BATON ROUGE, La. (BRPROUD) — Tricia Gorsich was nominated by the owners of a local McDonald’s location to walk in a fashion show for breast cancer survivors and said the first thing that came to her mind was the thought of having to walk a runway in a bra.

“I was extremely nervous, as I do not like to be the center of attention,” Gorsich said. “I was excited as so many dedicated their time, and money to continue to have a successful event that means so much to cancer survivors and their families.

Right before Breast Cancer Awareness Month began, Woman’s Hospital held its Bra Art Fashion Show. According to Keila Stovall, chief philanthropy officer and president of the Foundation for Women at Woman’s Hospital, 19 models walked in this year’s show. She said that they raised over $500,000 to fight against breast cancer.

“BUST is the feel-good event of the year, showcasing survivors and the people who supported them throughout their fight against breast cancer,” Stovall said.

Gorsich, the human resources director at Valluzzo Companies, was diagnosed with cancer in 2011.
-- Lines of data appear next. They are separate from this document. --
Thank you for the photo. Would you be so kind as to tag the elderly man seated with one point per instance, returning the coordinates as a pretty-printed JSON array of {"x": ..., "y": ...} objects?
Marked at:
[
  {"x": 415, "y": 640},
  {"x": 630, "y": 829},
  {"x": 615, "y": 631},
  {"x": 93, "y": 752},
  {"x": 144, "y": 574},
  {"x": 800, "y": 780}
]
“I have always been healthy, exercise religiously, a big runner, so this was a complete shock. I completed eight weeks of radiation five days a week, which was exhausting as you feel that your life is on pause,” Gorsich said. ” To get to the five-year mark of being cancer-free, I felt elated. Throughout my treatment, I remained positive, and I feel to beat anything — even cancer — it’s all about a positive mindset.”

“Tricia has been an incredible inspiration to our team for many years,” said Megan Wilson with Valluzzo Companies. “Through her journey, she has always been positive and strong. We felt she represented a true fighting nature and would be a great model on the runway.”

Gorsich has been with Valluzzo Companies since 2007 and McDonald’s since 1989.

Her bra was designed by Mariana Kalacheva and included a black corset top with gold branches adorned with pink flowers.

“I provided her a history of myself, and she took it from there. The attention to detail and that she handmade every piece of my custom took a lot of her personal time,” Gorsich said. “I feel deeply honored for her time to make me feel special.”

“The Foundation for Woman’s Volunteer Committee coordinates the event, including selecting artists and pairing them with the survivors who serve as models,” Stovall said.

Tricia Gorsich poses on runway at Woman's Hospital BUST event.
Tricia Gorsich poses on runway at Woman’s Hospital BUST event. Photo courtesy of Kelly Kleinpeter.

Valluzzo Companies team members showed up to support their co-worker as she walked the runway.

“Seeing her thriving on the stage was not a surprise, but it was moving. The hope for anyone who has been through a tough journey is to eventually embrace that process and come out on the other side thriving,” Wilson said. “This moment was truly representative of this. The designs that are worn on the runway are also not a surprise. It was evident that her artists got to know her and how unique her story was and made her design to match.”

Gorsich practiced her walk the night before the event.

“I am not an over-preparer, and I feel I do best when I just go with the flow and feed off the energy of the crowd,” she said. “After the event, I was filled with joy and overcome with emotion to be a part of BUST.”

The Bra Art Fashion Show is a one-night event but people can vote for their favorite bra until the end of October for a separate event called BUST OUT. Wilson said that the company designed a McDonald’s-themed bra for the Bust Breast Cancer Competition.

“Of course, attending the event and celebrating her walking was the highlight of this program,” Wilson said.

“I was most excited to represent women who may have just started their cancer journey, and those who are survivors to show how strong we are when we support each other,” Gorsich said.